Debilitating disease. Terminal cancer. Severe mental illness. Unyielding depression ending in suicide. We are painfully familiar with the stories and God plays no favorites. There are no Christian clichés, no superficial comfort, no supposed “God’s promised victory” – no matter how much we’ve prayed, pleaded and interceded for them, God was silent. Some of our children find themselves in such situations. Job suffered the crushing loss of all his sons and daughters in one humungous major accident. Only it was no accident. In his sovereign mercy, God had allowed Satan to mercilessly attack everything and everyone dear to Job. Michael Horton’s “Too good to be true – finding hope in a world of hype” talks about these things, dissecting them from personal experience seen through the perspectives of the cross and the resurrection. It is a book of comfort to all who suffer great loss, and people in ministry, whether respected pastors or anonymous missionaries, are never immune.
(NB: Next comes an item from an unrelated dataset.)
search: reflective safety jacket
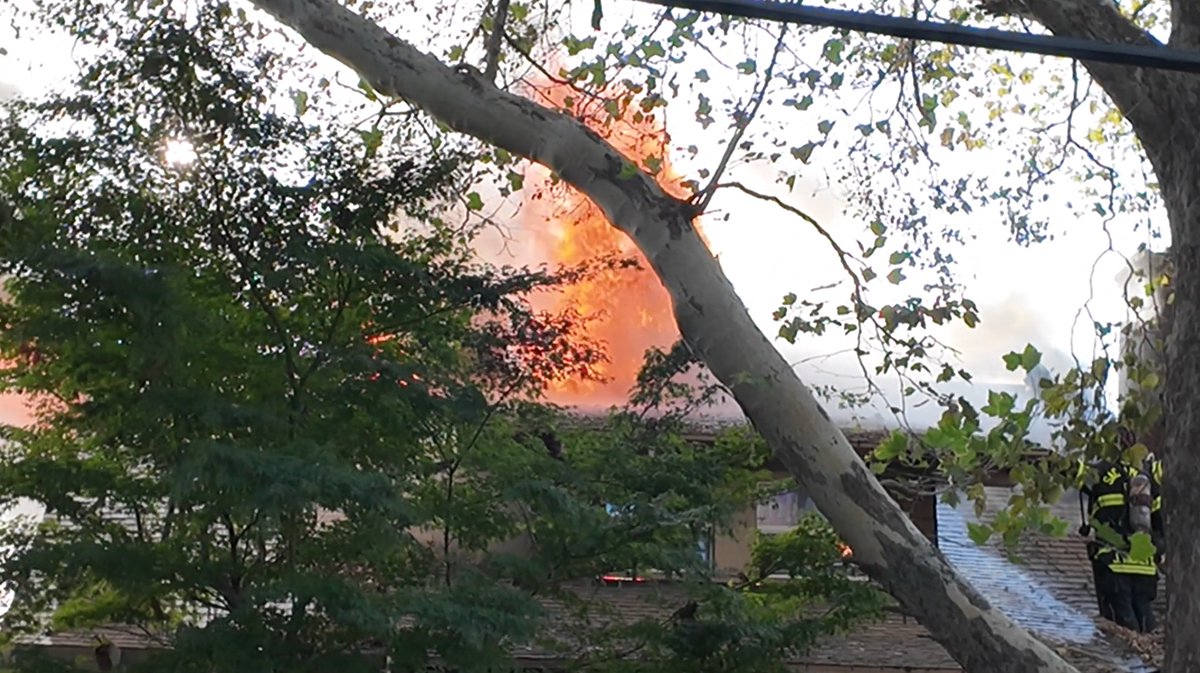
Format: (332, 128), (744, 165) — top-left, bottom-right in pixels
(1080, 461), (1142, 530)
Seems that often we women, used to carrying the world on our shoulders, are particularly (though not the only ones) prone to being wiped out by the tragedies our families go through.
Whether our children don’t know how to ride, fall off their bikes, steal someone else’s bike or get dangerously run over, we are not to blame for what they do once they are old enough to fend for themselves. Lots of us get bogged down in the slough of despondency for things we cannot control or change. On the other hand, we are responsible to pray for our children since their existence began in a mother’s womb, responsible to teach and pray with them while they are being molded as little children, growing children, pre-teens and young men and women – into what God wants them to be. And pray for them after they gain independence and leave the nest – as much as we did all the early years of their life. This balance of responsibility before God and letting go of any attempt to control people or circumstances in the lives of our heirs has at times been lost, other times maintained, still other times expanded – by women and men who love God and love their children for God’s glory – in spite of ourselves.